The Crime at Black Dudley by Margery Allingham
★ ★ ★ ★ ★
Reminders of the first lines of Charles Dickens’ Bleak House underpin the opening of Margery Allingham’s small and wonderful 1929 mystery novel The Crime at Black Dudley: “The view from the narrow window was dreary and inexpressively lonely. Miles of neglected park-land stretched in an unbroken plain to the horizon and the sea beyond. On all sides it was the same.” It is quite an opening paragraph, one that primes the setting and prepares the reader for deadly doings. An aura of dread — perhaps even death — is skillfully captured.
In her opening chapter, Allingham creates a sense of impending disaster and doom. She introduces her cast and setting by way of a dinner party (a device that has since been so commonly used to the point of seeming trite). A disparate roster of guests assemble at “Black Dudley, a great grey building, bare and ugly as a fortress….” One guest, George Abbershaw, is respected by Scotland Yard and of particular importance due to his book on pathology which “treated with special reference to fatal wounds and the means of ascertaining the probable causes….” Through Abbershaw, Allingham prepares her readers for such wounds as they may appear (and, assuredly, they will).

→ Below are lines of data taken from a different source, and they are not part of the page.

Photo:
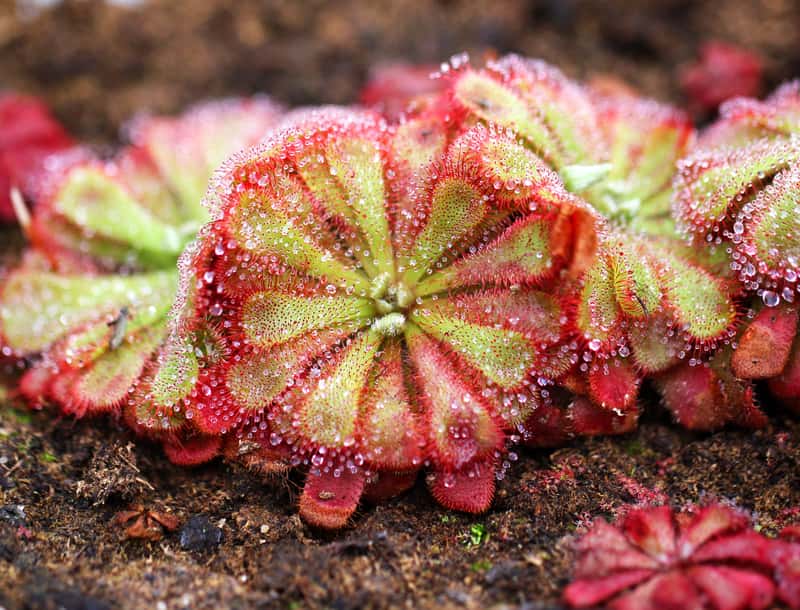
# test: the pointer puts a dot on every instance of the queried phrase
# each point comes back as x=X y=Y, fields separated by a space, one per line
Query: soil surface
x=232 y=539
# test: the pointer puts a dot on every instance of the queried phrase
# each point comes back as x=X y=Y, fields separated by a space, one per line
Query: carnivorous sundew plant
x=706 y=559
x=372 y=298
x=90 y=301
x=377 y=295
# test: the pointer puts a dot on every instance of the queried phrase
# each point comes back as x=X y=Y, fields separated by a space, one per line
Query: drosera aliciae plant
x=88 y=305
x=707 y=558
x=739 y=189
x=366 y=303
x=375 y=297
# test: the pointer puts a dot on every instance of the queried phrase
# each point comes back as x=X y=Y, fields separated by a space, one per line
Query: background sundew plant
x=494 y=332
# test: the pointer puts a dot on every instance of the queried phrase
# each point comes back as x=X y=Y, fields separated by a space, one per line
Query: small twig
x=20 y=209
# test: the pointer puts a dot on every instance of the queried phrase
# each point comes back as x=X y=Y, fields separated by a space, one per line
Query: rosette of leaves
x=740 y=187
x=645 y=302
x=88 y=306
x=708 y=558
x=367 y=302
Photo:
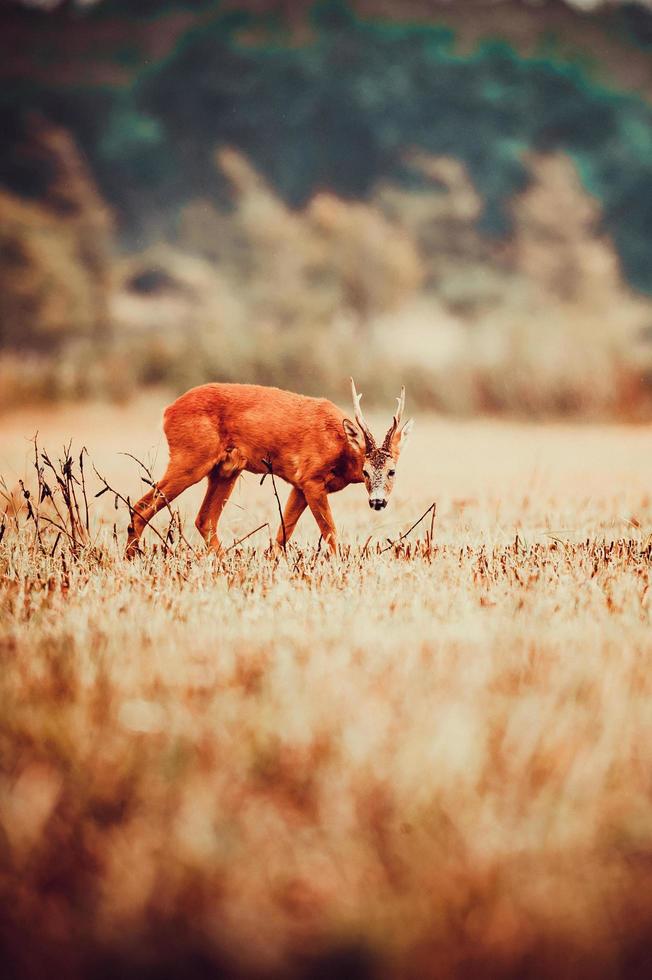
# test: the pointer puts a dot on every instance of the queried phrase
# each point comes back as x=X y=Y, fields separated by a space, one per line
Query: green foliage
x=340 y=110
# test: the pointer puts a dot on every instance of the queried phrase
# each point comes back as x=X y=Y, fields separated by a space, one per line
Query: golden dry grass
x=431 y=762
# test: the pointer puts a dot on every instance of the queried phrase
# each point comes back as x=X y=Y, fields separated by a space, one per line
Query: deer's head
x=379 y=462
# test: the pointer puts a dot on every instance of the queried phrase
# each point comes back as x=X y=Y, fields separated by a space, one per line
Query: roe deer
x=219 y=430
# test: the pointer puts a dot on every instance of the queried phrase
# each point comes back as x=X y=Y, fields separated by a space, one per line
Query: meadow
x=427 y=757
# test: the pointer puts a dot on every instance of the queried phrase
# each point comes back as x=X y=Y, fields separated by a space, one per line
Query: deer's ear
x=353 y=434
x=398 y=439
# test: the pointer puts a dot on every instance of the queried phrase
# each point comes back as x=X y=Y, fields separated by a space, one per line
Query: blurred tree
x=339 y=111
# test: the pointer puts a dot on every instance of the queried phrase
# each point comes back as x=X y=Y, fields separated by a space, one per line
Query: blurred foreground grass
x=431 y=762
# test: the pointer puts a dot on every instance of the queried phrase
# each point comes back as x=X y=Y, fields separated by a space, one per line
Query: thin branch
x=240 y=540
x=150 y=482
x=270 y=469
x=432 y=509
x=130 y=507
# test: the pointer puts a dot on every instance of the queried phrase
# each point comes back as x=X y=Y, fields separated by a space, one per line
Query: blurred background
x=453 y=195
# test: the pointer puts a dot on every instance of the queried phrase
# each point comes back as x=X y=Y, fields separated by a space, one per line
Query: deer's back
x=296 y=433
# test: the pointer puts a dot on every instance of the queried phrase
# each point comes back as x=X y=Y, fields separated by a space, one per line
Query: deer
x=218 y=431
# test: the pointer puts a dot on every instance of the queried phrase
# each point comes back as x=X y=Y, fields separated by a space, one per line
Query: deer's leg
x=294 y=508
x=317 y=500
x=176 y=479
x=218 y=492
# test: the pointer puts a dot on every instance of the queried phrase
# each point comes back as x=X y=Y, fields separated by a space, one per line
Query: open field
x=430 y=762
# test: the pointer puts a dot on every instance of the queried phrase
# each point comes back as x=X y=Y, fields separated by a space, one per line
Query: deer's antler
x=396 y=421
x=360 y=419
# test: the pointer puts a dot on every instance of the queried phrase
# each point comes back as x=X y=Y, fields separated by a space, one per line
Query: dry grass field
x=428 y=761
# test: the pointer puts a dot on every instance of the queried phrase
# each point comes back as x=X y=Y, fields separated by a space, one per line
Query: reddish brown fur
x=219 y=430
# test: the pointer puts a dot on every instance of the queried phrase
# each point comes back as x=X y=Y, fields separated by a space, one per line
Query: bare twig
x=432 y=509
x=240 y=540
x=174 y=515
x=107 y=488
x=270 y=470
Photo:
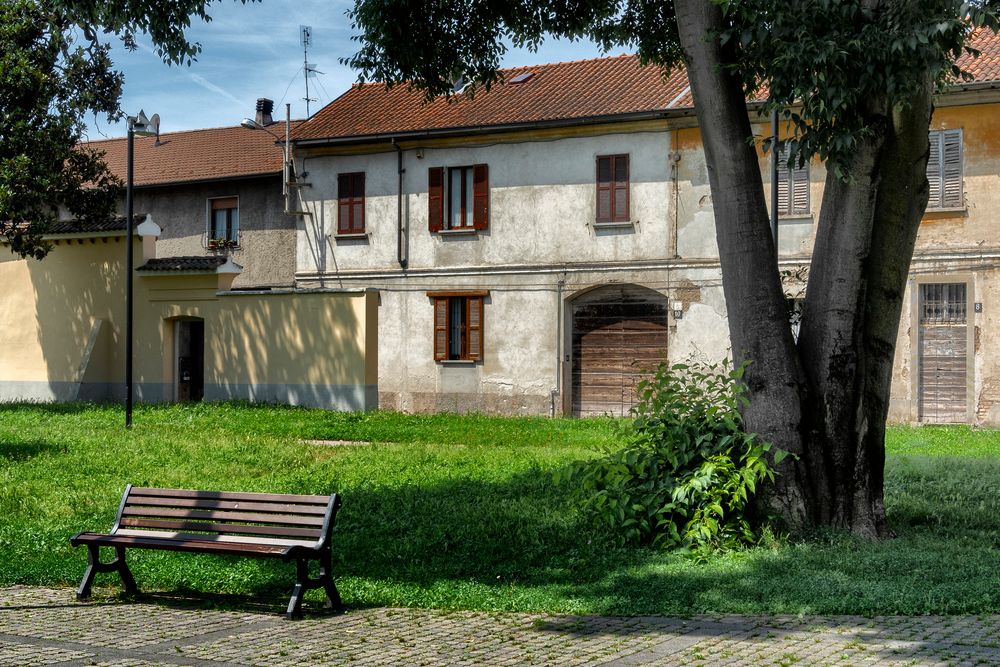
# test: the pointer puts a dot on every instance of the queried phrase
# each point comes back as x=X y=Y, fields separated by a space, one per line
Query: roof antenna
x=308 y=68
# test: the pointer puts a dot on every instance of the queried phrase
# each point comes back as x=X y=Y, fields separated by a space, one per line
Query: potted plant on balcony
x=222 y=246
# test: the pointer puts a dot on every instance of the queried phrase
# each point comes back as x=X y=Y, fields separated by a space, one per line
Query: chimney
x=264 y=109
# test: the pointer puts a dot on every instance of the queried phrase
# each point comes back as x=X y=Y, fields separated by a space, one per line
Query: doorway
x=189 y=360
x=943 y=353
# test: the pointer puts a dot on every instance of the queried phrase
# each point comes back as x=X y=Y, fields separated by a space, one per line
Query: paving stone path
x=48 y=627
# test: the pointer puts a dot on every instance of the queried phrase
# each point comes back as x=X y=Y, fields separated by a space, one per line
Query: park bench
x=257 y=525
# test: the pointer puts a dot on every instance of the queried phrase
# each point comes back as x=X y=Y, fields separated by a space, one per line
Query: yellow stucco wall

Abbershaw’s love interest explains to him the identities of most of the principal players at the table, including Albert Campion, a party crasher adept at solving mysteries and questioning suspects. Although Campion is described as “quite inoffensive, just a silly ass,” Abbershaw ponders the name but “his memory will not serve him.” With these intriguing introductions, the stage is set.
Naturally, a suspicious death occurs, which may or may not be murder but must be for the novel to work. All seems fairly settled until a rather strange turn of events unfolds, which seemingly maroons everyone in this ugly house on a lonely plain with no means of escape and no telephone. Abbershaw recognizes early that the bad guys are part of an international gang of criminals who function much like a corporate hierarchy, with specialists in various nefarious skills. As we have seen in modern times, the CEO / mastermind is often isolated by layers of bureaucracy and only the underlings get caught and punished. Even more difficulties and revelations occur, and Allingham works them out in a manner that remains new and fresh even nearly a century after her mystery’s first publication. She raised the bar for detective stories; The Crime at Black Dudley is a compelling and modern crime novel dressed in the mores and costumes of the 1920s.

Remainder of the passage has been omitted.